Computer Vision & Edge Computing
December 8, 2023
Neural networks and edge computing for automatic license plate detection
How interesting: the standard way to train a computer vision system is similar to the way we teach children. We point to objects and tell the system what they are so it can identify them clearly. We repeat this process until the child (our model in this case) starts to recognize patterns in the information we give them: a cat usually has pointed ears and four legs, a bird has a beak and wings, a car has wheels, doors, and a steering wheel.
This process is known as supervised learning. A system that learns, but doesn’t do so completely by itself. Indeed, a model must be explicitly taught what each object is by assigning it a “label”.
So, once a model receives enough correctly labeled images with the main features of the objects of interest, it can be used for an application. How is this done? Simply by processing an image and collecting the model's output, which is the object detected. As we saw in the previous examples (the cat, the bird, or the car), the system can classify objects thanks to patterns if found in images.
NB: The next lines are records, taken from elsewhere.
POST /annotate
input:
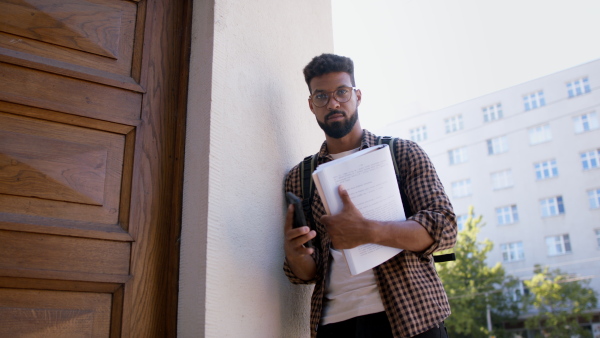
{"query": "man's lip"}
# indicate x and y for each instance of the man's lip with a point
(335, 116)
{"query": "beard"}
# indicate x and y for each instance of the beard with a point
(339, 129)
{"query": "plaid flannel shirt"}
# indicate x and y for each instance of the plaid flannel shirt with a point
(412, 293)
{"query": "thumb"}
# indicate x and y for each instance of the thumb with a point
(345, 196)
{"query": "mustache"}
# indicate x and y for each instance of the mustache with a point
(333, 112)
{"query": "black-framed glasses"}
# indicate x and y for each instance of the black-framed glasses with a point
(341, 95)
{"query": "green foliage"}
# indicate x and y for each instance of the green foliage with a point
(559, 300)
(471, 285)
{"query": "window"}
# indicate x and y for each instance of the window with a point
(507, 214)
(461, 188)
(585, 122)
(594, 198)
(558, 245)
(497, 145)
(460, 221)
(545, 169)
(502, 179)
(534, 100)
(540, 134)
(552, 206)
(512, 252)
(578, 87)
(590, 159)
(418, 134)
(453, 124)
(492, 113)
(457, 156)
(519, 291)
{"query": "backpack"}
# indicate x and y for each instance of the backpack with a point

This is what Sngular's Artificial Intelligence team has done for the creation of an automatic license plate detection system. Specifically, it consists of an Android application implanted into a camera, which is able to detect and read the license plates that appear in the camera's video stream and send the information to a video management system or a server. That is, the system processes an image (or video) as an input, detects the license plates that appear and reads the characters of these plates.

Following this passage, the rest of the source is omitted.